Research Guides: Linguistics: Primary Materials and Data

Geographic distributions

Ethnologue: Languages of the World
Ethnologue: Languages of the World contains data for finding, reading about, and researching all 7,097 known living languages in the world.
Dictionary of American Regional English (DARE)
The Dictionary of American Regional English (DARE) represents American regional vocabulary, from Adam’s housecat to Zydeco. It is consulted by scholars and lovers of language and regional nuance. This digital version transforms the dictionary into an interactive, multimedia tool for both scholarly inquiry and general intellectual curiosity.
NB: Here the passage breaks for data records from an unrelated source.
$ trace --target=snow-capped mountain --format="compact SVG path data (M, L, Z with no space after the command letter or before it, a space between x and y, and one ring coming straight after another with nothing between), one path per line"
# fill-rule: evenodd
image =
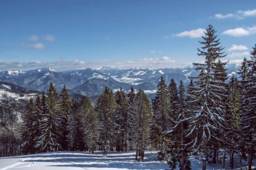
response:
M228 77L236 75L238 69L235 65L228 65L227 67ZM141 89L148 94L154 94L161 76L164 77L167 84L173 78L178 85L180 81L187 85L189 77L196 76L197 73L193 67L161 69L104 67L97 70L88 68L63 72L51 68L42 68L27 71L1 71L0 81L38 91L46 91L49 83L53 82L59 91L63 85L66 85L73 93L89 96L101 94L106 86L114 92L120 88L128 92L131 86L133 86L136 90Z
M28 100L38 93L37 91L28 90L11 83L0 81L0 101L7 97L17 101Z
The World Atlas of Language Structures
The World Atlas of Language Structures (WALS) is a large database of structural (phonological, grammatical, lexical) properties of languages gathered from descriptive materials (such as reference grammars) by a team of 55 authors.
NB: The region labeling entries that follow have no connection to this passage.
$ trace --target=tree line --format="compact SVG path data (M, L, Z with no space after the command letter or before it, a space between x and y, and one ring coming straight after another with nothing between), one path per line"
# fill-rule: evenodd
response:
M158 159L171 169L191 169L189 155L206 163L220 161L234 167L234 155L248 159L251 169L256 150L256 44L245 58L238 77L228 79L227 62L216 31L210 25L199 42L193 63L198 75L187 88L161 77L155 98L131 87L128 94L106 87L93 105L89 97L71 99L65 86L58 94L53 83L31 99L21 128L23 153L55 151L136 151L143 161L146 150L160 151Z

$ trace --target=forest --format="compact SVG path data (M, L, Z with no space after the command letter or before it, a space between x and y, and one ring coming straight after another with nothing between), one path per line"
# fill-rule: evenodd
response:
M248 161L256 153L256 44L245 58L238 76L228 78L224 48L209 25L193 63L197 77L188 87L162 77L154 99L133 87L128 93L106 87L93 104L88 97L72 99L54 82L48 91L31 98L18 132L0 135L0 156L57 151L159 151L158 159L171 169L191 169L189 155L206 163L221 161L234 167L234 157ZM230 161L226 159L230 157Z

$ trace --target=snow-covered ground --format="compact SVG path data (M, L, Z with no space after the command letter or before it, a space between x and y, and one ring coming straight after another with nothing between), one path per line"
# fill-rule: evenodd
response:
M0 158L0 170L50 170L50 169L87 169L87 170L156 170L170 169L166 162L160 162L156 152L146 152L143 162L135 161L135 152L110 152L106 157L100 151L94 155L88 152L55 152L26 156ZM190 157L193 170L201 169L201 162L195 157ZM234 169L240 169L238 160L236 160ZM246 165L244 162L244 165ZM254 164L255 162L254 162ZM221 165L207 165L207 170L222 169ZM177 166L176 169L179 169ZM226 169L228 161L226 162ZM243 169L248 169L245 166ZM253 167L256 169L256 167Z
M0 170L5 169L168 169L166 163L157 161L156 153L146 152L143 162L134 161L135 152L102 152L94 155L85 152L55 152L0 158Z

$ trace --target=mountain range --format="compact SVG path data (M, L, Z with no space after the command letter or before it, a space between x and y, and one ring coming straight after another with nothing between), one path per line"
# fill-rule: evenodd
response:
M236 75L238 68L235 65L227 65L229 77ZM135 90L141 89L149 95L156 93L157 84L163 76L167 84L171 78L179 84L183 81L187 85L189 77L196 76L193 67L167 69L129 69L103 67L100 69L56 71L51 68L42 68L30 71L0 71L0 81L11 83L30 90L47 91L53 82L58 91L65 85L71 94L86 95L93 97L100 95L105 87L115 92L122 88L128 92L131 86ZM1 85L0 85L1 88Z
Enhanced Electronic Grammars Online
Enhanced Electronic Grammars (EEG) features comprehensive descriptions of languages from around the world. This online resource makes full grammars available together in an interlinked and semantically-annotated format, allowing granular access to the grammatical data and enabling cross-language research of several grammars at the same time. In addition to cross-linguistic queries, each grammar can also be read and researched individually. The electronic format allows for multimodal enhancement of language descriptions, such as audio and video supplements. The database is updated biannually, integrating several new grammar publications each year for even more extensive cross-linguistic research.
Linguistic Minorities in Europe Online
Linguistic Minorities in Europe Online (LME) provides comprehensive documentation of indigenous and immigrant linguistic minorities in Europe. Currently, LME contains articles on Basque, Breton, Croatian, Frisian, Hungarian, the Sámi languages, and Turkish as minority languages.

Corpora materials

These resources provide access to linguistic corpora or other materials that may be valuable for corpus-based work.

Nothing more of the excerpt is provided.